Медианн №3, 2020 (Тихонов, Кузнецова) - страница 103

Грудная клетка приподнялась, и ослепленный — он был жив, Боже, он еще дышал! — застонал. Спекшиеся от крови губы разомкнулись, красная струйка просочилась между ними, побежала ручейком.

Трактирщик спешно осенил себя крестом.

— Варта! Варта!

Скрипя, распахнулись ставни. Из окна на втором этаже — жилой комнаты над трактиром — появилось морщинистое лицо.

— Чего тебе?

— Спускайся и помоги!

— Что ты хочешь сделать с этим огрызком?

— Это не огрызок. Это — оружейник Шавой! Он еще дышит!

Старуха изменилась в лице.

— Мастер Шавой?

В конце улицы появилась телега. Опутанные веревками, ее тянули четверо грязных мужчин в оборванных одеждах. Двое других закидывали в телегу попадающиеся на пути трупы. Утренняя уборка. К обеду за городом снова вспыхнут костры.

— Варта, быстрей!

— Спускаюсь…

* * *

Старуха влила ему в рот разбавленный спирт, руки и ноги привязала к кровати кожаными ремнями.

Из глубоких, запавших до кости раскрытых ран, она извлекла битое стекло и металлическую стружку. Раны сочились кровью, похожей на отвар красного сандала. Старуха промыла их теплой водой, очистила гущей крепкого вина, чтобы подавить жар крови и желчи. Большие опухоли она отсасывала рожком, потом рассекала ножом и спускала по лезвию. Порванную мошонку она сшила и наложила повязку через поясницу.

На крики и бормотание Шавоя старуха не обращала внимания.

С приходом темноты дворовые собаки затихли, забившись в будки и норы, а трактирщик запечатал двери и окна железными засовами.
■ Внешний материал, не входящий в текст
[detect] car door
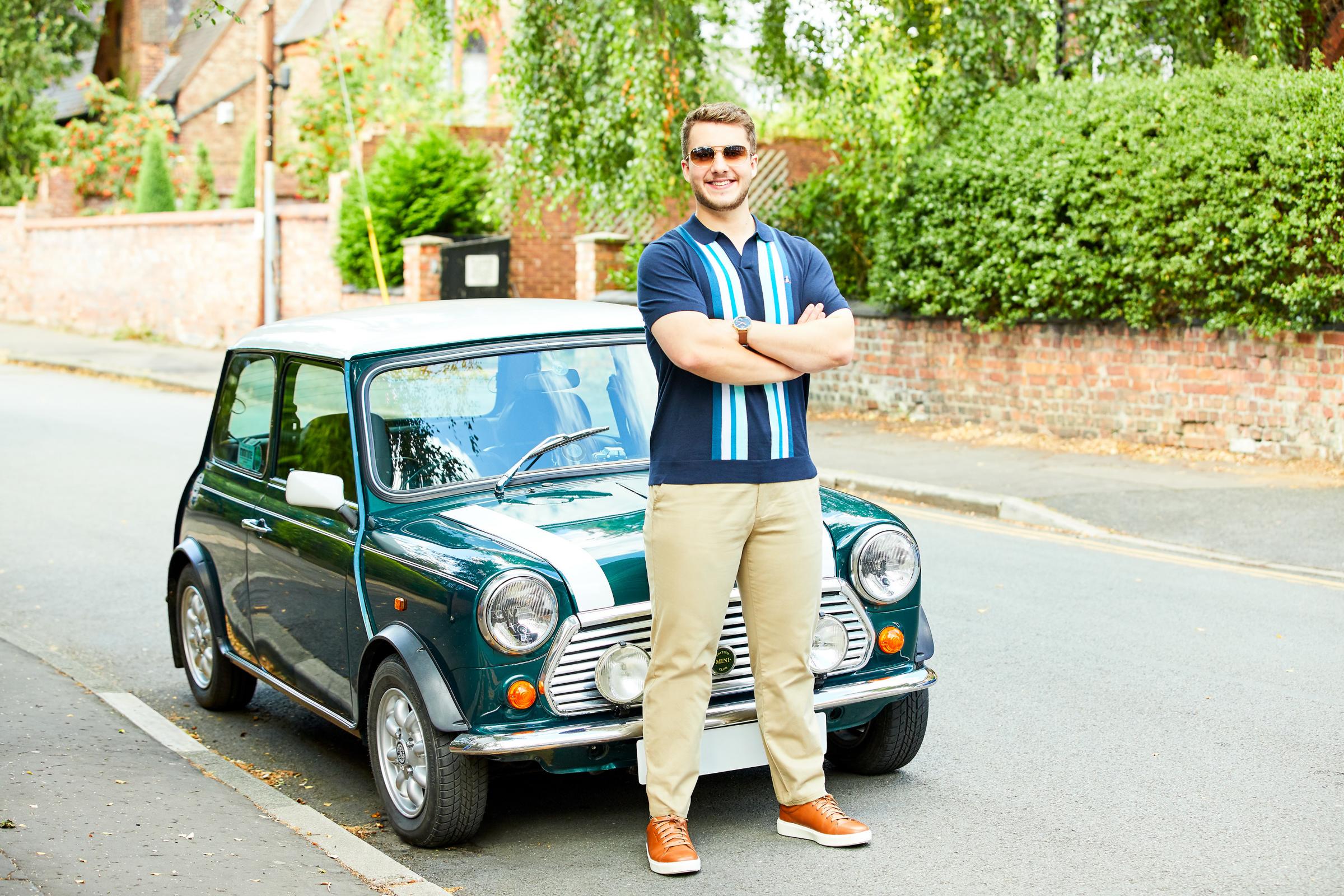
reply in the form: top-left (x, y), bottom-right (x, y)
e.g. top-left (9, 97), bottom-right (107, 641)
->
top-left (248, 358), bottom-right (355, 718)
top-left (183, 353), bottom-right (276, 662)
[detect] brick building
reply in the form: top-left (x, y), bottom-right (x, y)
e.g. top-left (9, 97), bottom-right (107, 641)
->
top-left (140, 0), bottom-right (508, 196)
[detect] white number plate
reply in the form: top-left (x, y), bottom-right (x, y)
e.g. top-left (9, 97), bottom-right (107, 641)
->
top-left (634, 712), bottom-right (827, 785)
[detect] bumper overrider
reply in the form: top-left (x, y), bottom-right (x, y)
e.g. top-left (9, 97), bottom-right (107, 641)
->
top-left (449, 666), bottom-right (938, 757)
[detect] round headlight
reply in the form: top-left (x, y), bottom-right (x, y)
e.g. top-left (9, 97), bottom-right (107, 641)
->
top-left (476, 572), bottom-right (558, 653)
top-left (851, 525), bottom-right (920, 603)
top-left (808, 615), bottom-right (850, 676)
top-left (592, 643), bottom-right (649, 704)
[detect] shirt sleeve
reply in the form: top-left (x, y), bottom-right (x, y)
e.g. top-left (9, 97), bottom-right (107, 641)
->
top-left (802, 243), bottom-right (850, 314)
top-left (636, 243), bottom-right (707, 332)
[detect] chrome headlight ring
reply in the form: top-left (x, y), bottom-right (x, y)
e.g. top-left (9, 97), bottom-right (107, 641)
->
top-left (476, 570), bottom-right (561, 656)
top-left (850, 522), bottom-right (921, 604)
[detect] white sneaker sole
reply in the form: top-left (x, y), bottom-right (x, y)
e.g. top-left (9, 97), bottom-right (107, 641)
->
top-left (644, 846), bottom-right (700, 875)
top-left (774, 818), bottom-right (872, 846)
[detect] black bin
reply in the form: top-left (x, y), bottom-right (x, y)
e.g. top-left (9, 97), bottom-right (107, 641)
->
top-left (438, 236), bottom-right (510, 298)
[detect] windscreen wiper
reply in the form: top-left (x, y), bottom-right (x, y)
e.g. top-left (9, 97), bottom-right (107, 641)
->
top-left (494, 426), bottom-right (612, 498)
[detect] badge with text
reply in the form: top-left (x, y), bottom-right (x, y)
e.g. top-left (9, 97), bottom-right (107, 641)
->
top-left (713, 646), bottom-right (738, 676)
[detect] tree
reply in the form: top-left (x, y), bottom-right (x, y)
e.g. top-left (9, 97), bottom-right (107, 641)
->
top-left (336, 129), bottom-right (494, 289)
top-left (232, 128), bottom-right (256, 208)
top-left (279, 16), bottom-right (456, 200)
top-left (136, 130), bottom-right (178, 213)
top-left (0, 0), bottom-right (98, 206)
top-left (43, 75), bottom-right (178, 203)
top-left (501, 0), bottom-right (731, 224)
top-left (181, 139), bottom-right (219, 211)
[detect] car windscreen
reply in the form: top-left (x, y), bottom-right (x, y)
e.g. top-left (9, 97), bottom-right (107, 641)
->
top-left (367, 343), bottom-right (657, 492)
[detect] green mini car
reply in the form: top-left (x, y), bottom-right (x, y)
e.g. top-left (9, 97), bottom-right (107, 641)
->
top-left (167, 298), bottom-right (935, 846)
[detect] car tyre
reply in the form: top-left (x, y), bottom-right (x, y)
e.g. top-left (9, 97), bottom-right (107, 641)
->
top-left (174, 566), bottom-right (256, 711)
top-left (364, 657), bottom-right (489, 848)
top-left (827, 690), bottom-right (928, 775)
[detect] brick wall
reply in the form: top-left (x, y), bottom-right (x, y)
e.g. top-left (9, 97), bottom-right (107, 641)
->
top-left (0, 204), bottom-right (352, 347)
top-left (1321, 10), bottom-right (1344, 66)
top-left (810, 316), bottom-right (1344, 461)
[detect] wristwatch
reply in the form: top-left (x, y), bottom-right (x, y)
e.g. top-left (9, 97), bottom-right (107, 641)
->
top-left (732, 314), bottom-right (752, 348)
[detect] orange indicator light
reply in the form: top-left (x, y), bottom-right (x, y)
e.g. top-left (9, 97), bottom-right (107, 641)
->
top-left (878, 626), bottom-right (906, 653)
top-left (508, 678), bottom-right (536, 710)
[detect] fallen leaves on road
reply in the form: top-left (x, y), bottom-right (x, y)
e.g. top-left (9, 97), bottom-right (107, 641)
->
top-left (231, 759), bottom-right (298, 787)
top-left (808, 411), bottom-right (1344, 485)
top-left (342, 825), bottom-right (377, 839)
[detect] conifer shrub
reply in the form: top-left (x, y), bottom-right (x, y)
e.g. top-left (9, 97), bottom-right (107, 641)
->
top-left (335, 129), bottom-right (496, 289)
top-left (136, 128), bottom-right (178, 213)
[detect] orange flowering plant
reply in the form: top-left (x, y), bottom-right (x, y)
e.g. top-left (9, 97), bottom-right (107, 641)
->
top-left (43, 75), bottom-right (181, 206)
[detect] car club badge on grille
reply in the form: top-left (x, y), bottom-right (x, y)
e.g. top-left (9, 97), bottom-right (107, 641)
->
top-left (713, 645), bottom-right (738, 676)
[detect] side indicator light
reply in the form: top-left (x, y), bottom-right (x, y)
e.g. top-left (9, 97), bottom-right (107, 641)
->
top-left (878, 626), bottom-right (906, 653)
top-left (508, 678), bottom-right (536, 710)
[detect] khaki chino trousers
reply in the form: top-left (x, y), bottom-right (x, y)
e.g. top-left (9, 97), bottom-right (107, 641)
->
top-left (644, 477), bottom-right (827, 815)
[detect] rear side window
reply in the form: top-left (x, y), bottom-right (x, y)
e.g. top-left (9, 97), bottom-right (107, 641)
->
top-left (211, 354), bottom-right (276, 474)
top-left (276, 361), bottom-right (355, 500)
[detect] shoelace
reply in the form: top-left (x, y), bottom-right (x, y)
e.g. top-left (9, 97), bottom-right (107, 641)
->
top-left (652, 815), bottom-right (691, 849)
top-left (817, 794), bottom-right (850, 821)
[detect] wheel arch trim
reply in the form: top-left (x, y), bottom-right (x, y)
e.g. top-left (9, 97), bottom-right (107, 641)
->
top-left (357, 622), bottom-right (469, 731)
top-left (915, 603), bottom-right (933, 662)
top-left (164, 538), bottom-right (225, 669)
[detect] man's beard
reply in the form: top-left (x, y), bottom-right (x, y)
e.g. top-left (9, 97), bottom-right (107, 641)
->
top-left (691, 181), bottom-right (750, 211)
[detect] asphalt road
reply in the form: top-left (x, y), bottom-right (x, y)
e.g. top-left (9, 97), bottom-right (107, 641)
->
top-left (0, 365), bottom-right (1344, 896)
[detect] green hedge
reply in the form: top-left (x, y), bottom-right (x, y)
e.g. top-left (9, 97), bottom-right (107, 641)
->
top-left (333, 128), bottom-right (496, 289)
top-left (802, 59), bottom-right (1344, 334)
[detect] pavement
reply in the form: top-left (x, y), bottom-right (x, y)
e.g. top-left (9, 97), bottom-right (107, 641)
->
top-left (0, 324), bottom-right (1344, 573)
top-left (0, 640), bottom-right (375, 896)
top-left (0, 338), bottom-right (1344, 896)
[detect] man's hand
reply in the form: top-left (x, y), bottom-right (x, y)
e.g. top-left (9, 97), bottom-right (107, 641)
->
top-left (652, 312), bottom-right (802, 385)
top-left (747, 304), bottom-right (853, 374)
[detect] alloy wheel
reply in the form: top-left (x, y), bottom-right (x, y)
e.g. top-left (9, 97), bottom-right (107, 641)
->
top-left (178, 584), bottom-right (215, 690)
top-left (376, 688), bottom-right (429, 818)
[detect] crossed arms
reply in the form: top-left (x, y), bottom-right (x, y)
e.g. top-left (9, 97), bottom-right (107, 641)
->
top-left (652, 304), bottom-right (853, 385)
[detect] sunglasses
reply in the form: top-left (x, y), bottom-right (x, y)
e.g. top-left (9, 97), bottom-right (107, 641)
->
top-left (685, 144), bottom-right (752, 166)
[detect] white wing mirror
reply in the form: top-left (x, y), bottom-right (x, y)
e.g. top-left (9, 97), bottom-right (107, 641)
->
top-left (285, 470), bottom-right (359, 529)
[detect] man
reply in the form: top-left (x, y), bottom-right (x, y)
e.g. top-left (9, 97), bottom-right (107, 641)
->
top-left (638, 102), bottom-right (872, 875)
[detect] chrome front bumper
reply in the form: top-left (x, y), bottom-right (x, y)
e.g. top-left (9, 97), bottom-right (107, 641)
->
top-left (449, 666), bottom-right (938, 757)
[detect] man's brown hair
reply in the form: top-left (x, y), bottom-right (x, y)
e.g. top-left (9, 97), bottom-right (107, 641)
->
top-left (682, 102), bottom-right (755, 158)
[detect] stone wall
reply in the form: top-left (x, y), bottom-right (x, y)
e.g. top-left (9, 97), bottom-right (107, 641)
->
top-left (810, 312), bottom-right (1344, 461)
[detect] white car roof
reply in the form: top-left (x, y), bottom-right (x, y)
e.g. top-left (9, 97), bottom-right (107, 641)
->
top-left (232, 298), bottom-right (644, 358)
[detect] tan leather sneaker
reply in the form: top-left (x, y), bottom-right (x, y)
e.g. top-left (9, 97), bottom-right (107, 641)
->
top-left (776, 794), bottom-right (872, 846)
top-left (644, 815), bottom-right (700, 875)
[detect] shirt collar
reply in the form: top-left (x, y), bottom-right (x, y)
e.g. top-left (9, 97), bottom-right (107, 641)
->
top-left (683, 213), bottom-right (776, 246)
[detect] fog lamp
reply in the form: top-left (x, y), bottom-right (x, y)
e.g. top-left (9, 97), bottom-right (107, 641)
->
top-left (808, 614), bottom-right (850, 676)
top-left (592, 643), bottom-right (649, 705)
top-left (507, 678), bottom-right (536, 710)
top-left (878, 626), bottom-right (906, 653)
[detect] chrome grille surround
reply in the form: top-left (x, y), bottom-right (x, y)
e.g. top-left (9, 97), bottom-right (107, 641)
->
top-left (542, 577), bottom-right (876, 716)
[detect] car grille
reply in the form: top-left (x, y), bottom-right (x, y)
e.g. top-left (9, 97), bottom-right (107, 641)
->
top-left (542, 589), bottom-right (874, 716)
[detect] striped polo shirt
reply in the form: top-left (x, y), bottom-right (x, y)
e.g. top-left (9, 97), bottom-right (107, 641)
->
top-left (638, 215), bottom-right (850, 485)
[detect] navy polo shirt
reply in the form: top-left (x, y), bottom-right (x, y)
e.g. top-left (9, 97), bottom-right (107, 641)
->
top-left (638, 215), bottom-right (850, 485)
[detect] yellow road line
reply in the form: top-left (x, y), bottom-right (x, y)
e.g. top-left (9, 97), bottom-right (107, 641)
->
top-left (879, 501), bottom-right (1344, 591)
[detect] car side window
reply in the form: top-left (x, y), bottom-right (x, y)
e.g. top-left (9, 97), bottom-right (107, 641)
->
top-left (211, 354), bottom-right (276, 474)
top-left (276, 361), bottom-right (355, 500)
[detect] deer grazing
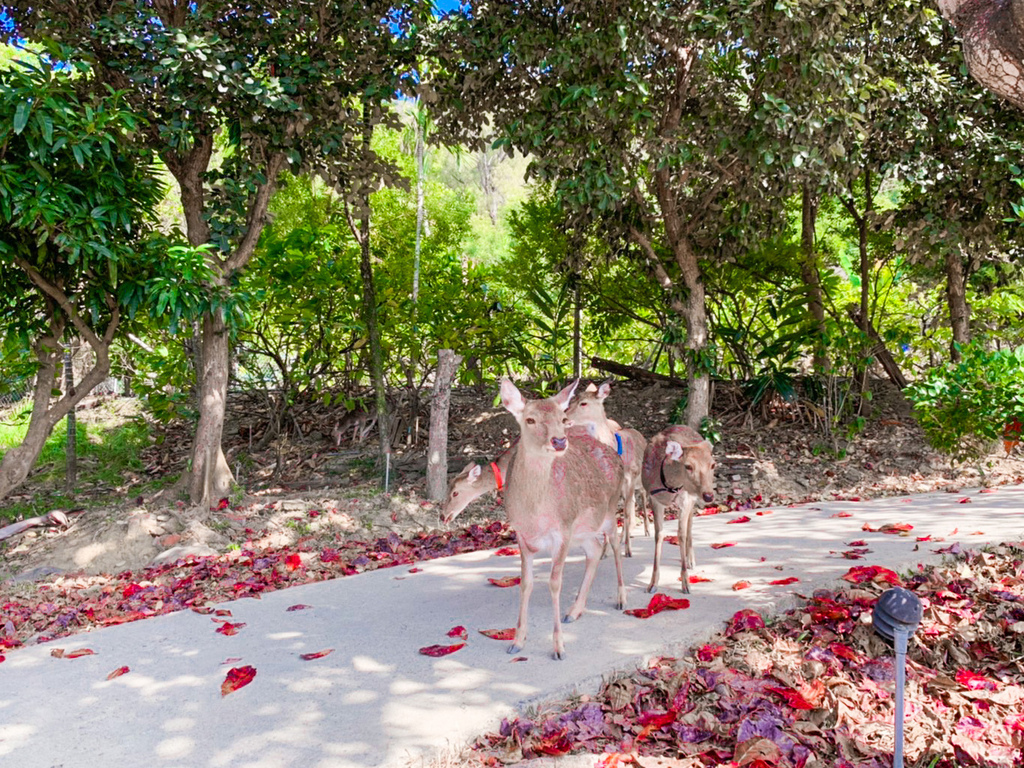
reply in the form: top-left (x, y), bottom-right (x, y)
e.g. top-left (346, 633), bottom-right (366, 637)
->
top-left (568, 382), bottom-right (649, 557)
top-left (642, 426), bottom-right (715, 593)
top-left (441, 442), bottom-right (517, 524)
top-left (501, 379), bottom-right (626, 658)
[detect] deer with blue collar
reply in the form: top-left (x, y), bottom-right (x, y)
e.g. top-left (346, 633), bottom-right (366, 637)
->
top-left (501, 379), bottom-right (626, 658)
top-left (568, 382), bottom-right (649, 557)
top-left (641, 425), bottom-right (715, 593)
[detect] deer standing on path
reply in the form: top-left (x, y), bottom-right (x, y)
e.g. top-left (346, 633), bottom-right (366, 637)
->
top-left (568, 382), bottom-right (650, 557)
top-left (642, 426), bottom-right (715, 594)
top-left (441, 440), bottom-right (518, 524)
top-left (501, 379), bottom-right (626, 658)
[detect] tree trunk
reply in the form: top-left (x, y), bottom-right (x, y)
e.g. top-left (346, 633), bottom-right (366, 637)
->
top-left (800, 182), bottom-right (831, 374)
top-left (63, 341), bottom-right (78, 496)
top-left (572, 273), bottom-right (583, 379)
top-left (946, 249), bottom-right (971, 362)
top-left (427, 349), bottom-right (462, 502)
top-left (938, 0), bottom-right (1024, 110)
top-left (187, 310), bottom-right (234, 507)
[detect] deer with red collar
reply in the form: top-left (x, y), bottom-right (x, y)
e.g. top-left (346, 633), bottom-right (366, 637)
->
top-left (501, 379), bottom-right (626, 658)
top-left (568, 382), bottom-right (649, 557)
top-left (641, 426), bottom-right (715, 593)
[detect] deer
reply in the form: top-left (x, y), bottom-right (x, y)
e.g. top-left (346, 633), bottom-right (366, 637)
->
top-left (568, 382), bottom-right (650, 557)
top-left (501, 379), bottom-right (626, 659)
top-left (641, 425), bottom-right (715, 594)
top-left (441, 441), bottom-right (518, 524)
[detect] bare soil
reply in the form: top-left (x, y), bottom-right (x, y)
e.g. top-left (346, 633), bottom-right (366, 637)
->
top-left (0, 380), bottom-right (1024, 582)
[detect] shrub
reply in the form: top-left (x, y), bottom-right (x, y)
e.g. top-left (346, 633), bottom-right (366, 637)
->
top-left (906, 342), bottom-right (1024, 462)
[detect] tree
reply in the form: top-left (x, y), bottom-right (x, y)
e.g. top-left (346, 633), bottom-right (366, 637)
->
top-left (8, 0), bottom-right (426, 504)
top-left (936, 0), bottom-right (1024, 110)
top-left (0, 54), bottom-right (162, 498)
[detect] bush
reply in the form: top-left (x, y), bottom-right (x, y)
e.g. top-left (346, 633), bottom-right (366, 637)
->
top-left (906, 342), bottom-right (1024, 462)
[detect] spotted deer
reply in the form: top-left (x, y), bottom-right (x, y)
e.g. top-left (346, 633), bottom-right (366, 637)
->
top-left (641, 426), bottom-right (715, 593)
top-left (501, 379), bottom-right (626, 658)
top-left (441, 441), bottom-right (518, 524)
top-left (568, 382), bottom-right (650, 557)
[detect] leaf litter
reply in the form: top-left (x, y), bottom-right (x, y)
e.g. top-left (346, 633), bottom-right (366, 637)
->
top-left (473, 543), bottom-right (1024, 768)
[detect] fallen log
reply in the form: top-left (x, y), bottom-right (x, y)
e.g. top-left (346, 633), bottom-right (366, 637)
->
top-left (590, 357), bottom-right (686, 387)
top-left (0, 509), bottom-right (85, 542)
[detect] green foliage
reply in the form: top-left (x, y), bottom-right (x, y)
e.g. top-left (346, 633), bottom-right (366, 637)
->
top-left (906, 342), bottom-right (1024, 462)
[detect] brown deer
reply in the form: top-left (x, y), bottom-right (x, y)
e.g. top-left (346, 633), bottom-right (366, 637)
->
top-left (568, 382), bottom-right (650, 557)
top-left (441, 441), bottom-right (518, 524)
top-left (501, 379), bottom-right (626, 658)
top-left (642, 426), bottom-right (715, 593)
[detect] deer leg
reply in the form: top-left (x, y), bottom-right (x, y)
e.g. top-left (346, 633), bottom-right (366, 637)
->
top-left (548, 540), bottom-right (573, 658)
top-left (647, 497), bottom-right (665, 592)
top-left (562, 536), bottom-right (602, 624)
top-left (508, 543), bottom-right (536, 653)
top-left (679, 490), bottom-right (696, 594)
top-left (623, 474), bottom-right (637, 557)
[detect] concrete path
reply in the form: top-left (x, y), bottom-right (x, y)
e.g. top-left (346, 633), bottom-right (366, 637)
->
top-left (0, 486), bottom-right (1024, 768)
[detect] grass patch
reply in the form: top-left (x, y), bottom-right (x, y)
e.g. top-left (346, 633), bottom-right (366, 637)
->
top-left (0, 403), bottom-right (158, 519)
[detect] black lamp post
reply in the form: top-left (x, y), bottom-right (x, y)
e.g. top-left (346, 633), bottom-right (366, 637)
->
top-left (871, 587), bottom-right (922, 768)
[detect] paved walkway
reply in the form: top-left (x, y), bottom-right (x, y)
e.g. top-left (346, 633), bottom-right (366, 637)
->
top-left (6, 486), bottom-right (1024, 768)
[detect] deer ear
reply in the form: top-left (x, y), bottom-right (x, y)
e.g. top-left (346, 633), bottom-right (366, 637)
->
top-left (557, 379), bottom-right (580, 411)
top-left (501, 379), bottom-right (526, 419)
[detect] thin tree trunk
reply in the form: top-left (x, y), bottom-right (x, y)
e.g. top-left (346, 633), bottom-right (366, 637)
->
top-left (946, 249), bottom-right (971, 362)
top-left (572, 273), bottom-right (583, 379)
top-left (800, 182), bottom-right (831, 374)
top-left (427, 349), bottom-right (462, 502)
top-left (63, 341), bottom-right (78, 496)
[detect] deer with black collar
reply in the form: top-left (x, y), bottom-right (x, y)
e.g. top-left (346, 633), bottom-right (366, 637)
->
top-left (641, 425), bottom-right (715, 593)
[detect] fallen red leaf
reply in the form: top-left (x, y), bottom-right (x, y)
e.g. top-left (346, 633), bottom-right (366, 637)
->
top-left (956, 669), bottom-right (999, 690)
top-left (624, 592), bottom-right (690, 618)
top-left (479, 627), bottom-right (515, 640)
top-left (220, 667), bottom-right (256, 696)
top-left (420, 643), bottom-right (466, 656)
top-left (487, 577), bottom-right (522, 587)
top-left (725, 608), bottom-right (765, 637)
top-left (299, 648), bottom-right (334, 662)
top-left (843, 565), bottom-right (903, 587)
top-left (697, 643), bottom-right (725, 662)
top-left (765, 686), bottom-right (814, 710)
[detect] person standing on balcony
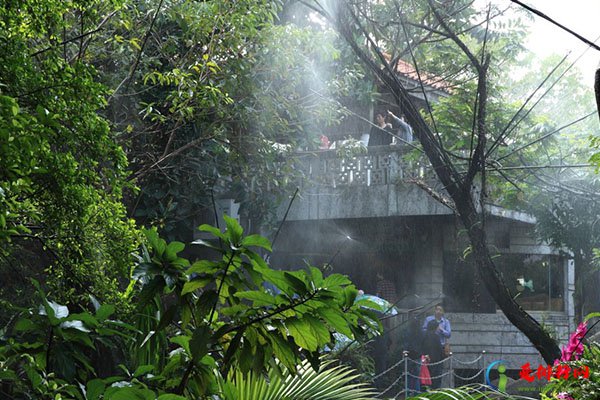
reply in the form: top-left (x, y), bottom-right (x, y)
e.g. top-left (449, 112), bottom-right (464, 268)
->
top-left (369, 111), bottom-right (395, 146)
top-left (423, 304), bottom-right (452, 347)
top-left (388, 110), bottom-right (413, 144)
top-left (421, 319), bottom-right (444, 389)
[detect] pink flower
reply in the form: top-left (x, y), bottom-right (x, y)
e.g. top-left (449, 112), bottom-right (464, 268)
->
top-left (560, 322), bottom-right (587, 361)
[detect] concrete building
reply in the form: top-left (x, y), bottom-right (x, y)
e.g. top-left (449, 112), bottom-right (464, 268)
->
top-left (271, 132), bottom-right (574, 383)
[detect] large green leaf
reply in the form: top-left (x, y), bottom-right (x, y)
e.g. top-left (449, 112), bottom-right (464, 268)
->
top-left (285, 317), bottom-right (319, 351)
top-left (242, 235), bottom-right (272, 251)
top-left (234, 290), bottom-right (277, 307)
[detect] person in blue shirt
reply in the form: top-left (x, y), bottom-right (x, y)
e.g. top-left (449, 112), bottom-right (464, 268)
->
top-left (422, 304), bottom-right (451, 389)
top-left (422, 305), bottom-right (452, 347)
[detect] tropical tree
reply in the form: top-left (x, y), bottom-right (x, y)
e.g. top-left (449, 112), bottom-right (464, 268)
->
top-left (0, 1), bottom-right (137, 310)
top-left (96, 0), bottom-right (362, 239)
top-left (0, 216), bottom-right (381, 399)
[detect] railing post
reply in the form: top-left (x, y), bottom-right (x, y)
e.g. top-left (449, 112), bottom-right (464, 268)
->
top-left (402, 350), bottom-right (408, 398)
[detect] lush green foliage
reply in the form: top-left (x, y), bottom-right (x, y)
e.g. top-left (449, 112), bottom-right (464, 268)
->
top-left (0, 216), bottom-right (381, 399)
top-left (0, 1), bottom-right (136, 310)
top-left (220, 361), bottom-right (376, 400)
top-left (96, 0), bottom-right (370, 240)
top-left (407, 384), bottom-right (533, 400)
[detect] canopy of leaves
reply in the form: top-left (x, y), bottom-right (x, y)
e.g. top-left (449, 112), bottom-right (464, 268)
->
top-left (0, 1), bottom-right (136, 310)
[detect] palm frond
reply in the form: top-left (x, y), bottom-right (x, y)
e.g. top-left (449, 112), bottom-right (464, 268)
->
top-left (406, 384), bottom-right (534, 400)
top-left (219, 361), bottom-right (377, 400)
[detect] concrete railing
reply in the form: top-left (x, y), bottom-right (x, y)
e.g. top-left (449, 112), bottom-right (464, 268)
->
top-left (298, 145), bottom-right (435, 187)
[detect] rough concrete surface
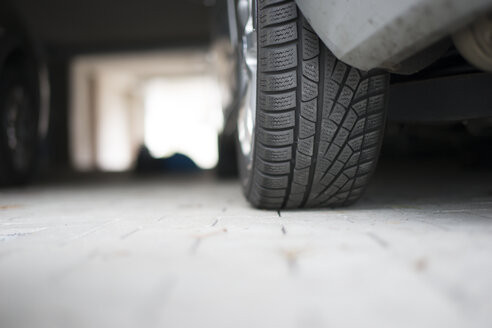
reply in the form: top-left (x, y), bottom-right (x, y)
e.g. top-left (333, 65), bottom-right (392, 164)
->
top-left (0, 158), bottom-right (492, 328)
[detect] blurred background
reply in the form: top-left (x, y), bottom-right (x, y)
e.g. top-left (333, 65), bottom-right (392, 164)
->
top-left (1, 0), bottom-right (491, 179)
top-left (3, 0), bottom-right (234, 174)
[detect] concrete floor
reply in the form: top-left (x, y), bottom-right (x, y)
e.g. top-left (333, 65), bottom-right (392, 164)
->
top-left (0, 158), bottom-right (492, 328)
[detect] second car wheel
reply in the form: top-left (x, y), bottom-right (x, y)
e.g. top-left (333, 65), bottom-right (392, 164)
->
top-left (236, 0), bottom-right (389, 209)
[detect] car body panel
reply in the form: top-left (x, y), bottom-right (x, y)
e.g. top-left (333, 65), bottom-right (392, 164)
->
top-left (296, 0), bottom-right (492, 71)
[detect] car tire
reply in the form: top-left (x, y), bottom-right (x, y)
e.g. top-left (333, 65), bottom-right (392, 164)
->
top-left (0, 55), bottom-right (39, 186)
top-left (237, 0), bottom-right (389, 209)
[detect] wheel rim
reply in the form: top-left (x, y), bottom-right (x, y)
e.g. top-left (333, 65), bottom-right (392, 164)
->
top-left (237, 0), bottom-right (258, 170)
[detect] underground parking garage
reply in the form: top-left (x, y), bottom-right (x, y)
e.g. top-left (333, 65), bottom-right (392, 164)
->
top-left (0, 0), bottom-right (492, 327)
Старуха колдовала над ослепленным до глубокой ночи. Спускала, чистила, промывала, прижигала, шила. Накладывала компрессы с мазями: можжевельник, осадок топленого молока, морская соль, лен, кунжут, железный купорос, смола салового дерева. Ожоги перевязала льняными полосами, смоченными в отваре листьев конского щавеля.

Дальше: молитвы. Некоторые еще верят, что они хоть чего-то стоят в мире, от которого отрекся Создатель.

* * *

Боль невыносима. Она пожирает его тело. Она ненасытна.

Он хочет умереть. Он говорит старухе об этом. Она молча продолжает.

Он чувствует ее пальцы, ее запах — табак и старость.

Он кричит…

* * *

Бесконечная темнота, вечная, как дрейфующие льды. Он плывет в ней. Теперь сны — единственное, что он видит. Они ужасны. Он видит пульсирующее язвами лицо, шевелящееся море окровавленных рук, объятую огнем летящую женщину.

Размытые жаром сновидения, от которых нельзя скрыться.

Он просыпается и пытается открыть глаза. Но глаз нет! Боже! Боже Всевышний!

Каждый раз это осознание беспощадно и ужасно. «Я слепой, слепой, слепой!» — думает Шавой. Нет даже слез — он больше не может плакать.